SB: What are your favorite Stormboard features?

CF: I like the templates and the ability to be able to change the templates mid-session, whether that be to a different template or something as simple as adding another column.

I like customization of the voting as well, and I like the ability to color-code things. Typically, I work through things pretty methodically. Stormboard factors into my thinking about every single project I do simply because of the efficiency.

SB: Was there a time when Stormboard was especially helpful for you?

CF: It was the summer before my son went away to college. He had been accepted at a college in Sault St. Marie in Ontario, Canada, but he didn’t get into residence. My wife and I had to drive up to Sault St. Marie from Ottawa (a nine-hour drive) to look for a place for him to live.

But I also had a session to run.

What I did was I set up Stormboard with the entire process, wrote a series of emails, put them into Microsoft Outlook with a delay delivery option, sent participants the invitation to the Storm and drove away.

Each day, they would get an email in the morning with instructions, and later that same day, they might get a little encouragement reminder.

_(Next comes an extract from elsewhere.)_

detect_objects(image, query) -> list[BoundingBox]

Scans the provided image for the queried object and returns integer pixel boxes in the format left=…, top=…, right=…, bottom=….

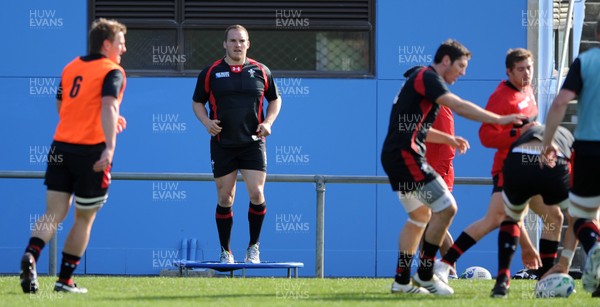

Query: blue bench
left=173, top=260, right=304, bottom=278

And then, in the evenings, I would see if there were any emailed questions and check Stormboard to see if there was activity or comments. That took me 10 minutes in the evening.

And so, effectively, I was able to do two things at once.

“What Stormboard has done is allowed me to be more flexible and responsive to my client’s needs. It’s helped me make more effective use of my time and of my client’s time.”

When I teach facilitation courses, and when we are spending time on virtual tools, Stormboard is the one I demonstrate first because it has that combination of flexibility and initial ease of use.